There is More to HPLC Than Reverse Phase - Column choices: Have you thought about the rest?

Significance of the Topic

High-performance liquid chromatography (HPLC) traditionally relies on reverse-phase C18 columns, but many analytes and applications benefit from alternative chemistries and separation modes. Polar compounds, stereoisomers, biomolecules, and complex mixtures often require greater selectivity, faster analysis times, or orthogonal separations that go beyond standard C18 methods.

Objectives and Study Overview

The article surveys a range of chromatographic techniques and column chemistries available for analyses that extend past reverse-phase HPLC. It describes how switching bonded phases, adopting supercritical fluid chromatography (SFC), chiral separations, hydrophobic interaction chromatography (HIC), ion exchange chromatography (IEX), and size exclusion chromatography (SEC) can improve method performance and address challenging separations.

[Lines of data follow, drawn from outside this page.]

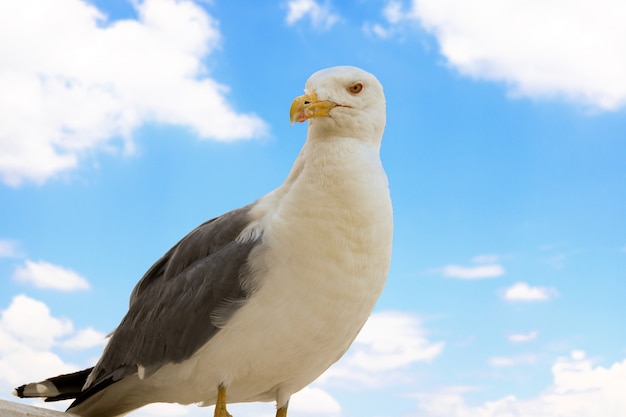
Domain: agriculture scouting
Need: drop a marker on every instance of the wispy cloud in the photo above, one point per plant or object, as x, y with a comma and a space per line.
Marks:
321, 15
389, 342
504, 361
516, 43
74, 82
523, 337
521, 291
46, 275
84, 339
472, 272
26, 350
578, 388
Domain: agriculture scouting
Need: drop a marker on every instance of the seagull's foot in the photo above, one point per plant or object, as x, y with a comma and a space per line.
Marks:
282, 412
220, 404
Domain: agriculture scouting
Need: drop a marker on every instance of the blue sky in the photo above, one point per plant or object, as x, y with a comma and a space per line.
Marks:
123, 125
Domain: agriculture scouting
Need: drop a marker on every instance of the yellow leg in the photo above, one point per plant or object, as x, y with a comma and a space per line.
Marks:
282, 412
220, 404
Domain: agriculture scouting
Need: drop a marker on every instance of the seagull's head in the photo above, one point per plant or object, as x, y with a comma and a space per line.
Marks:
342, 101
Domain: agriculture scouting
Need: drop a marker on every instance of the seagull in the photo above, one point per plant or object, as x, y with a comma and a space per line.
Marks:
254, 305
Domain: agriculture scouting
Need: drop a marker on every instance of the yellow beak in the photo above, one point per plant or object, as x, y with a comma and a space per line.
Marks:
307, 107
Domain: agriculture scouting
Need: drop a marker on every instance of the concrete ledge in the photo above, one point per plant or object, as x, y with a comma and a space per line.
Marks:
10, 409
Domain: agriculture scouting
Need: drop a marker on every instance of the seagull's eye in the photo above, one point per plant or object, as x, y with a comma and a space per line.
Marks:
355, 88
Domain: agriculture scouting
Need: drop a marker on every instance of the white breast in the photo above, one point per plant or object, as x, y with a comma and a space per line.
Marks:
323, 264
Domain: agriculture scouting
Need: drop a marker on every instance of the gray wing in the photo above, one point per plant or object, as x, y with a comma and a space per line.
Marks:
173, 308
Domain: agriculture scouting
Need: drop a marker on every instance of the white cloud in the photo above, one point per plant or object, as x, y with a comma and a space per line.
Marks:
9, 249
472, 272
74, 82
311, 401
320, 14
389, 342
578, 389
46, 275
523, 337
85, 339
521, 291
503, 361
486, 259
27, 334
564, 48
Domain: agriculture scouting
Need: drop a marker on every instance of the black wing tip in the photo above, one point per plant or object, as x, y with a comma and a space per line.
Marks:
19, 391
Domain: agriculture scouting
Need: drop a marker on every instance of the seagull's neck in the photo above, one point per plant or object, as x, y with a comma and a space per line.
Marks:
334, 158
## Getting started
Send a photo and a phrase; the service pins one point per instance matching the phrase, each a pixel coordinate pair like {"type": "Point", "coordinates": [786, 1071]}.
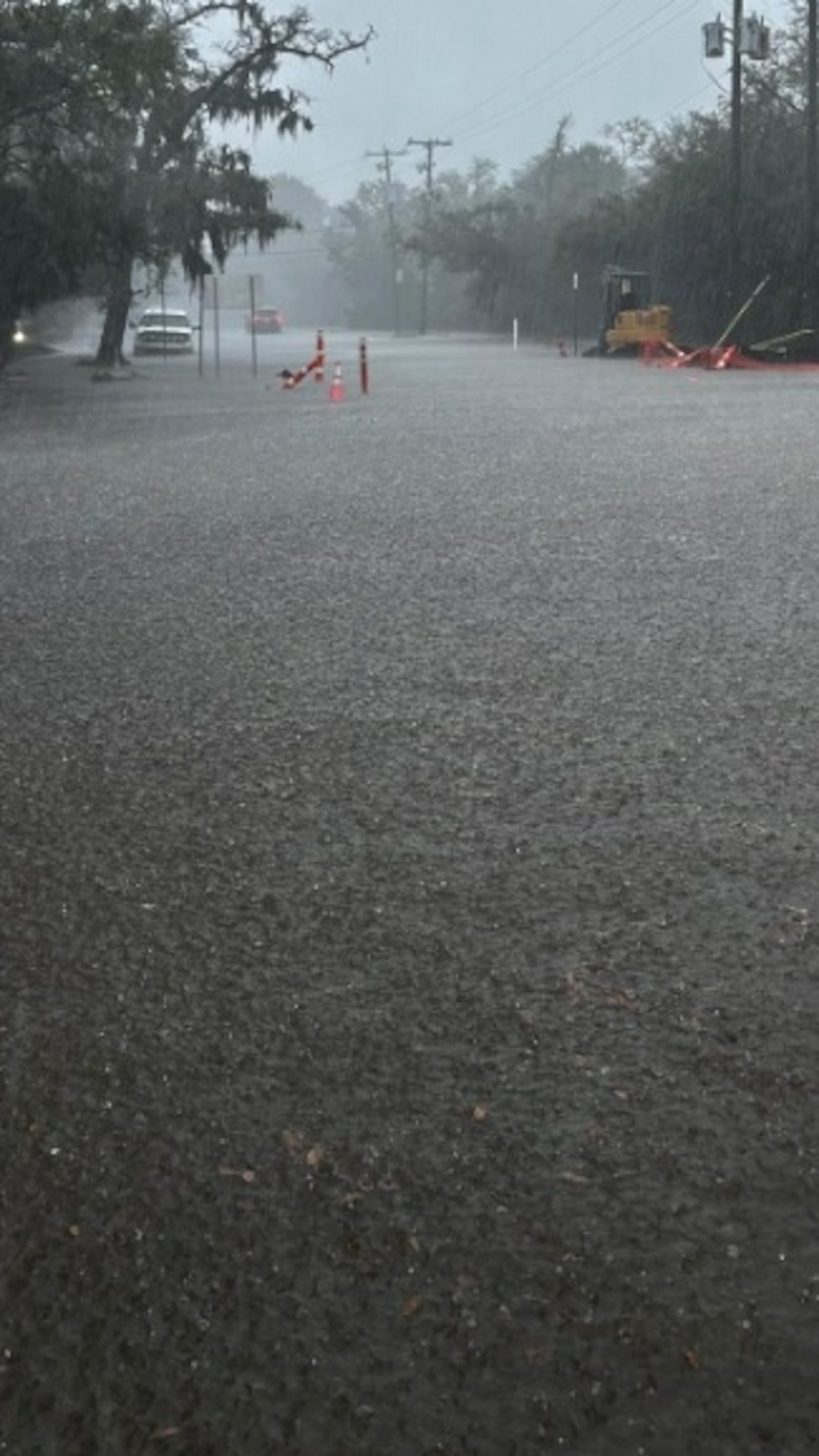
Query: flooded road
{"type": "Point", "coordinates": [408, 908]}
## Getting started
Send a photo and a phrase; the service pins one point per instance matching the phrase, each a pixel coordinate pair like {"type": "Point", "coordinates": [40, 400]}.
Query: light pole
{"type": "Point", "coordinates": [735, 261]}
{"type": "Point", "coordinates": [748, 37]}
{"type": "Point", "coordinates": [812, 181]}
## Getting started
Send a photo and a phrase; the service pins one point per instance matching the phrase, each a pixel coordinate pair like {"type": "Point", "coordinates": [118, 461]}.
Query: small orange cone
{"type": "Point", "coordinates": [337, 386]}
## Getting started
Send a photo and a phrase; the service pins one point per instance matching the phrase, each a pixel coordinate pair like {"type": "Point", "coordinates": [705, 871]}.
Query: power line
{"type": "Point", "coordinates": [582, 72]}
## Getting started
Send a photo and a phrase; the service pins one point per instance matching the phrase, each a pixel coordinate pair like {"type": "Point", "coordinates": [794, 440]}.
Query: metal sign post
{"type": "Point", "coordinates": [254, 353]}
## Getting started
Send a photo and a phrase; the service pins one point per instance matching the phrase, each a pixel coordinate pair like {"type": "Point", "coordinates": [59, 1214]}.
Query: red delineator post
{"type": "Point", "coordinates": [363, 367]}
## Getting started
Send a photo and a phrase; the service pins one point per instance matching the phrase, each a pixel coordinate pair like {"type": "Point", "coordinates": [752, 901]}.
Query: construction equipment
{"type": "Point", "coordinates": [630, 319]}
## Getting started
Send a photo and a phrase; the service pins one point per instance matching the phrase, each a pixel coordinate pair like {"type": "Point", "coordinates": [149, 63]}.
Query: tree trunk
{"type": "Point", "coordinates": [117, 303]}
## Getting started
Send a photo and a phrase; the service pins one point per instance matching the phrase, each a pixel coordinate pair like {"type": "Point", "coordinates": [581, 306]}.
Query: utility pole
{"type": "Point", "coordinates": [748, 38]}
{"type": "Point", "coordinates": [735, 263]}
{"type": "Point", "coordinates": [385, 165]}
{"type": "Point", "coordinates": [429, 145]}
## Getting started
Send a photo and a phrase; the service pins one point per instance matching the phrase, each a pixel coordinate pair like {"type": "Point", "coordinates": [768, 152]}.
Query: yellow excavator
{"type": "Point", "coordinates": [630, 319]}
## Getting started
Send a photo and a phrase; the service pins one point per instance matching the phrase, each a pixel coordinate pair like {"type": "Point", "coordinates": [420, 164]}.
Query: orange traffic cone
{"type": "Point", "coordinates": [337, 386]}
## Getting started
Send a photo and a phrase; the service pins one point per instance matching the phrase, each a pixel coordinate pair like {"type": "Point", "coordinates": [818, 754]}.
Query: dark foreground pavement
{"type": "Point", "coordinates": [408, 892]}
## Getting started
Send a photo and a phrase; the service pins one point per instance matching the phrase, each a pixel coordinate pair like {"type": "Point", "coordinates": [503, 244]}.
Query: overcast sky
{"type": "Point", "coordinates": [495, 79]}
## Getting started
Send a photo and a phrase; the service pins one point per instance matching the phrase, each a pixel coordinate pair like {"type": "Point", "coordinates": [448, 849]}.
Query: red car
{"type": "Point", "coordinates": [266, 321]}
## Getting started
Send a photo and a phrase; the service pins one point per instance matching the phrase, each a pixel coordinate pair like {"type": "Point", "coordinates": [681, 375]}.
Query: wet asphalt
{"type": "Point", "coordinates": [408, 894]}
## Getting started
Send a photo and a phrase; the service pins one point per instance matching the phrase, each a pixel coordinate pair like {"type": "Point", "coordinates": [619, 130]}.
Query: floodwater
{"type": "Point", "coordinates": [408, 908]}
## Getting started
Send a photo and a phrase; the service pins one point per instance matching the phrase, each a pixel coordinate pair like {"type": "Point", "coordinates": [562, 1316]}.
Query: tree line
{"type": "Point", "coordinates": [107, 159]}
{"type": "Point", "coordinates": [108, 114]}
{"type": "Point", "coordinates": [653, 199]}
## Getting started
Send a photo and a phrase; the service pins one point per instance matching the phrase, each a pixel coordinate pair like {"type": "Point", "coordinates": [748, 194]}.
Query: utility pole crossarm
{"type": "Point", "coordinates": [429, 146]}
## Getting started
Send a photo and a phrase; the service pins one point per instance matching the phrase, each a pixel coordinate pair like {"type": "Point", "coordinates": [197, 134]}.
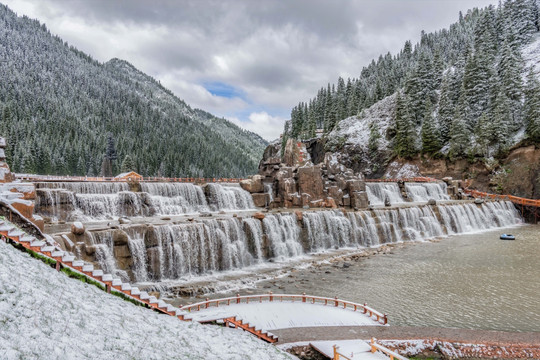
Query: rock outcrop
{"type": "Point", "coordinates": [306, 177]}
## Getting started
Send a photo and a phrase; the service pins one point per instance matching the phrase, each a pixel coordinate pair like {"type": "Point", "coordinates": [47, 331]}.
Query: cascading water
{"type": "Point", "coordinates": [176, 198]}
{"type": "Point", "coordinates": [229, 197]}
{"type": "Point", "coordinates": [378, 192]}
{"type": "Point", "coordinates": [178, 251]}
{"type": "Point", "coordinates": [283, 236]}
{"type": "Point", "coordinates": [422, 192]}
{"type": "Point", "coordinates": [100, 201]}
{"type": "Point", "coordinates": [470, 218]}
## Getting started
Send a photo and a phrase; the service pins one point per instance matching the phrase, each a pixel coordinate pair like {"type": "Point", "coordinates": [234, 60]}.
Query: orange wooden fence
{"type": "Point", "coordinates": [379, 317]}
{"type": "Point", "coordinates": [51, 178]}
{"type": "Point", "coordinates": [413, 179]}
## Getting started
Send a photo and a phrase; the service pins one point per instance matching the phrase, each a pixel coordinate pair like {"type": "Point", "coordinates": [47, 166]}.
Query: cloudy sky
{"type": "Point", "coordinates": [249, 61]}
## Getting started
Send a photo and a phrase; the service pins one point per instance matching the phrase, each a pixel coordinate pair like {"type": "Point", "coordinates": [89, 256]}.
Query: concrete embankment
{"type": "Point", "coordinates": [428, 341]}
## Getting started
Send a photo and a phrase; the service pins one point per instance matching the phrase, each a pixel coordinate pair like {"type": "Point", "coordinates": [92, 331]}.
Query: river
{"type": "Point", "coordinates": [473, 281]}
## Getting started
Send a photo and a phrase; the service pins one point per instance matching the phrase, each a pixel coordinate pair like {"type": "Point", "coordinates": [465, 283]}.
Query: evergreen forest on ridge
{"type": "Point", "coordinates": [64, 113]}
{"type": "Point", "coordinates": [461, 92]}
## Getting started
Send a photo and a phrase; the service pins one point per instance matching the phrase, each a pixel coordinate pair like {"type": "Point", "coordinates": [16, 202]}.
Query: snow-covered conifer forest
{"type": "Point", "coordinates": [61, 110]}
{"type": "Point", "coordinates": [469, 91]}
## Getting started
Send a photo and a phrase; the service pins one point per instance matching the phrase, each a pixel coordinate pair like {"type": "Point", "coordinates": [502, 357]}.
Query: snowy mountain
{"type": "Point", "coordinates": [59, 108]}
{"type": "Point", "coordinates": [44, 314]}
{"type": "Point", "coordinates": [467, 92]}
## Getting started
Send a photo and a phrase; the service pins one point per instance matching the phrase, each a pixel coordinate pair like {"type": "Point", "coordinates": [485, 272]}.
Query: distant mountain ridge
{"type": "Point", "coordinates": [59, 106]}
{"type": "Point", "coordinates": [467, 92]}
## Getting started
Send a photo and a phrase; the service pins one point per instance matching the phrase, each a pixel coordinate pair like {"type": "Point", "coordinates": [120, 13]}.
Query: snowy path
{"type": "Point", "coordinates": [46, 315]}
{"type": "Point", "coordinates": [281, 315]}
{"type": "Point", "coordinates": [354, 349]}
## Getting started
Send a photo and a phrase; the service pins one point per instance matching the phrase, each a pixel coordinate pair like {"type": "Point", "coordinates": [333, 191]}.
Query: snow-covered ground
{"type": "Point", "coordinates": [46, 315]}
{"type": "Point", "coordinates": [281, 315]}
{"type": "Point", "coordinates": [354, 349]}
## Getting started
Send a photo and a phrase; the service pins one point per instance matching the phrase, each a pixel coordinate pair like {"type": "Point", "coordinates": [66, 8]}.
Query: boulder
{"type": "Point", "coordinates": [253, 185]}
{"type": "Point", "coordinates": [331, 203]}
{"type": "Point", "coordinates": [359, 200]}
{"type": "Point", "coordinates": [261, 199]}
{"type": "Point", "coordinates": [120, 237]}
{"type": "Point", "coordinates": [310, 181]}
{"type": "Point", "coordinates": [77, 228]}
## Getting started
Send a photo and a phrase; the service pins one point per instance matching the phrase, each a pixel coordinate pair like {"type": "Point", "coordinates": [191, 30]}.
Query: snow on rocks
{"type": "Point", "coordinates": [355, 349]}
{"type": "Point", "coordinates": [62, 318]}
{"type": "Point", "coordinates": [281, 315]}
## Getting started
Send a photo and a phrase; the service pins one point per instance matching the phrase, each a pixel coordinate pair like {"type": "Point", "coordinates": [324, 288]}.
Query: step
{"type": "Point", "coordinates": [47, 248]}
{"type": "Point", "coordinates": [7, 228]}
{"type": "Point", "coordinates": [97, 273]}
{"type": "Point", "coordinates": [78, 263]}
{"type": "Point", "coordinates": [153, 300]}
{"type": "Point", "coordinates": [135, 291]}
{"type": "Point", "coordinates": [30, 239]}
{"type": "Point", "coordinates": [88, 268]}
{"type": "Point", "coordinates": [15, 233]}
{"type": "Point", "coordinates": [58, 253]}
{"type": "Point", "coordinates": [126, 286]}
{"type": "Point", "coordinates": [37, 243]}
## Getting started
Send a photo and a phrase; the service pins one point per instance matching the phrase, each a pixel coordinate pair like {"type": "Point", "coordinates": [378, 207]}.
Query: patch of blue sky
{"type": "Point", "coordinates": [224, 90]}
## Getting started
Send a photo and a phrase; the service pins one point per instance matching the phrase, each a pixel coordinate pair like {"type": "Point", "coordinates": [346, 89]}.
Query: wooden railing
{"type": "Point", "coordinates": [514, 199]}
{"type": "Point", "coordinates": [414, 179]}
{"type": "Point", "coordinates": [379, 317]}
{"type": "Point", "coordinates": [392, 354]}
{"type": "Point", "coordinates": [50, 178]}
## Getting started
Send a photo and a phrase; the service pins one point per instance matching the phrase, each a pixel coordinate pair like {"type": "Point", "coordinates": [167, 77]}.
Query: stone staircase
{"type": "Point", "coordinates": [49, 249]}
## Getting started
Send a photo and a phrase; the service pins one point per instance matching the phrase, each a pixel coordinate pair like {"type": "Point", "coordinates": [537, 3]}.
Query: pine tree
{"type": "Point", "coordinates": [430, 136]}
{"type": "Point", "coordinates": [460, 135]}
{"type": "Point", "coordinates": [446, 108]}
{"type": "Point", "coordinates": [405, 139]}
{"type": "Point", "coordinates": [532, 107]}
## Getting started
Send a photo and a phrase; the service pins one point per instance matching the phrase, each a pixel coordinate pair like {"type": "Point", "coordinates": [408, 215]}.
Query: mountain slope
{"type": "Point", "coordinates": [46, 315]}
{"type": "Point", "coordinates": [467, 92]}
{"type": "Point", "coordinates": [58, 106]}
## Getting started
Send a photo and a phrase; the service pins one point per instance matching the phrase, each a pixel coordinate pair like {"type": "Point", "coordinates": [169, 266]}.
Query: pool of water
{"type": "Point", "coordinates": [473, 281]}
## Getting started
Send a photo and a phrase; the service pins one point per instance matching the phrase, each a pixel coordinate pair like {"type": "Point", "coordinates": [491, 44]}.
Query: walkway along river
{"type": "Point", "coordinates": [473, 281]}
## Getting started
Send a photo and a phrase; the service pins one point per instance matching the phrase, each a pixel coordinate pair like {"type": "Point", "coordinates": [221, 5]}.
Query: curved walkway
{"type": "Point", "coordinates": [302, 334]}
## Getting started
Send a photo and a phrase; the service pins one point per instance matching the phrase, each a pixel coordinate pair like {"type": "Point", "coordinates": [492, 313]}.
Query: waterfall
{"type": "Point", "coordinates": [104, 247]}
{"type": "Point", "coordinates": [471, 217]}
{"type": "Point", "coordinates": [268, 189]}
{"type": "Point", "coordinates": [188, 249]}
{"type": "Point", "coordinates": [327, 230]}
{"type": "Point", "coordinates": [377, 192]}
{"type": "Point", "coordinates": [283, 236]}
{"type": "Point", "coordinates": [229, 197]}
{"type": "Point", "coordinates": [176, 198]}
{"type": "Point", "coordinates": [102, 201]}
{"type": "Point", "coordinates": [422, 192]}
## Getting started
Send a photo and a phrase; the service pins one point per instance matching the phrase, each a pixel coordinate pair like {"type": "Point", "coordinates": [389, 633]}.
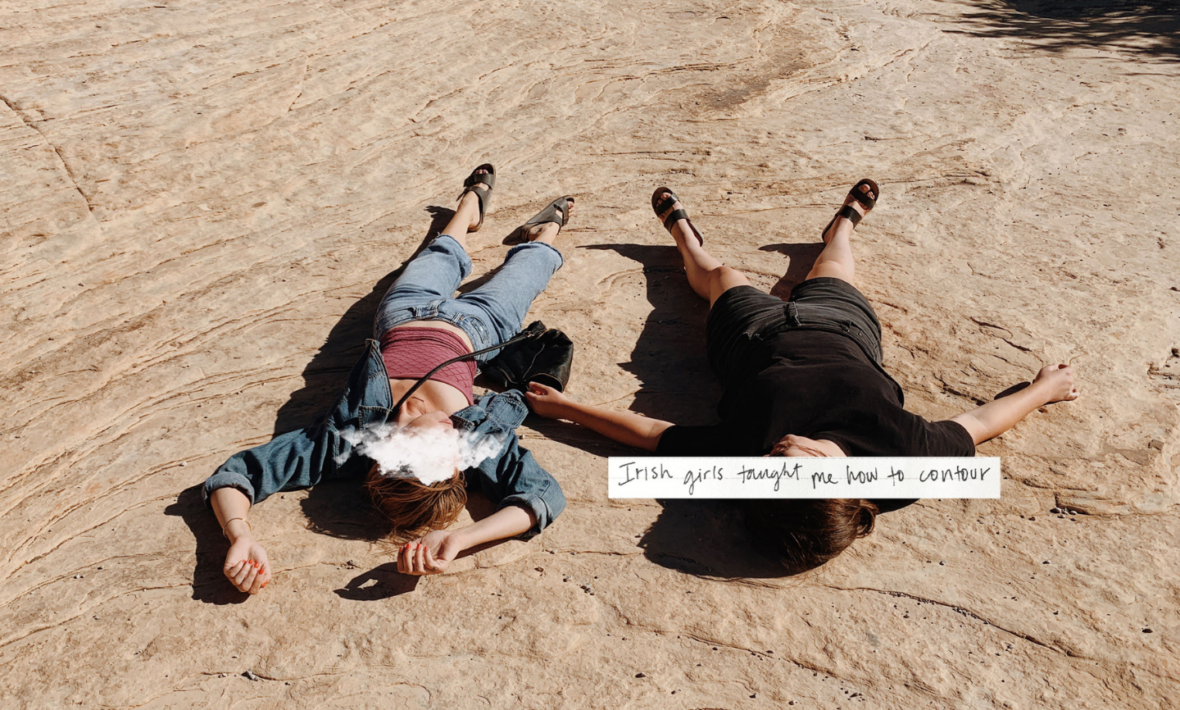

Methodology and Instrumentation

The review outlines fundamental interactions—hydrophobic, ionic, π-π, dipole, and steric—exploited by different stationary phases. It details typical mobile-phase compositions and gradient conditions for each mode. Instrumentation examples include the Agilent 1260 Infinity hybrid SFC/UHPLC system with single-quadrupole mass spectrometry, capable of seamless switching between SFC and UHPLC operations.

Main Results and Discussion

• SFC employs supercritical CO₂ modified with polar solvents (e.g., methanol) for rapid, efficient separations of small to moderate molecular weight compounds, including chiral and achiral targets.
• Chiral chromatography uses stationary phases bearing chiral selectors (cyclofructans, cyclodextrins, vancomycin, teicoplanin) and operates in polar ionic, reversed-phase, polar organic, or normal-phase modes to resolve enantiomers by multiple interaction types.
• HIC separates proteins under non-denaturing conditions by exploiting hydrophobic interactions modulated via salt gradients (e.g., ammonium sulfate/phosphate buffer), enabling aggregate and variant profiling of monoclonal antibodies and ADCs.
• IEX achieves charge-based separations on strong/weak anion or cation exchange resins with salt or pH gradients, offering high resolution of protein charge variants without denaturation.
• SEC (also gel filtration) separates molecules by hydrodynamic size using porous packings, critical for characterizing aggregates, fragments, and monomers in biotherapeutic quality control.

Benefits and Practical Applications

The alternative modes extend the versatility of HPLC by delivering orthogonal selectivity, improved peak capacity, reduced run times, enhanced compatibility with MS detection, and preservation of biomolecule integrity. These methods support analytical, preparative, and process-monitoring needs in pharmaceutical, environmental, food, and industrial laboratories.

Future Trends and Potential Applications

• Development of hybrid and superficially porous particles with tailored functionalities for higher efficiency and throughput.
• Integration of multi-dimensional and automated method scouting workflows powered by machine learning for rapid method optimization.
• Expansion of green chromatography with CO₂-based mobile phases and reduced organic solvent use.
• Tight coupling with high-resolution mass spectrometry for comprehensive structural and quantitative analyses.

Conclusion

Adopting chromatographic techniques beyond reverse-phase C18 opens new avenues for tackling challenging separations. By selecting appropriate column chemistries and modes—SFC, chiral, HIC, IEX, or SEC—analysts can achieve superior selectivity, speed, and robustness, meeting diverse application requirements across research and industry.